Nothing Feels Like Mine

Published on January 18, 2026 at 11:09 AM

DISCLAIMER: Stories reflect lived experiences about addiction, mental health, recovery, & trauma. It’s not medical advice. Some material may be emotionally difficult. If you’re overwhelmed, go to our support library or reach out to someone you trust.

This story explores the profound impact of trauma, stigma, and abuse on personal identity. It conveys a deep sense of loss and disconnection, where the narrator feels stripped of their voice, choices, and sense of self. Trauma initially erodes the narrator's softness, trust, and agency, followed by stigma that imposes unwanted labels. Abuse further dismantles their reality, leading to self-doubt and a fractured identity. Despite this, the story ends on a note of resilience, highlighting a persistent inner spark that holds the potential for healing and reclaiming one's true self.


Nothing feels like mine anymore.
Not my voice.
Not my choices.
Not the woman I thought I was becoming.

Trauma took pieces of me first—the softness,
the trust, the sense that my life was something I could shape.

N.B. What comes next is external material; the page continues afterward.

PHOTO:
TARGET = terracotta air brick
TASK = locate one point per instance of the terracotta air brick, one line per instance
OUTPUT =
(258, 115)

Stigma followed close behind, telling me who I was before I had the strength to speak for myself.

It turned my pain into a label I never agreed to wear.

And then there was the abuse—the slow unmaking, the way it taught me to doubt my own memory, my own worth, my own reality.
It hollowed out the parts of me that used to feel solid, leaving me apologizing for wounds I didn’t cause.

I learned to shrink, to stay quiet, to survive in rooms where my body was present but my identity was slipping away.
I became a version of myself built from fear and endurance, a shadow carrying a story I never asked to live.

So now nothing feels like mine—not because I failed, but because so much was taken in ways no one saw, in ways people judged before they ever understood.

But even under all that—beneath the shame that isn’t mine, beneath the names they gave me, beneath the damage I didn’t deserve—something still flickers.
Something that remembers who I was before the breaking.

And maybe that small, stubborn spark is how I find my way back to myself.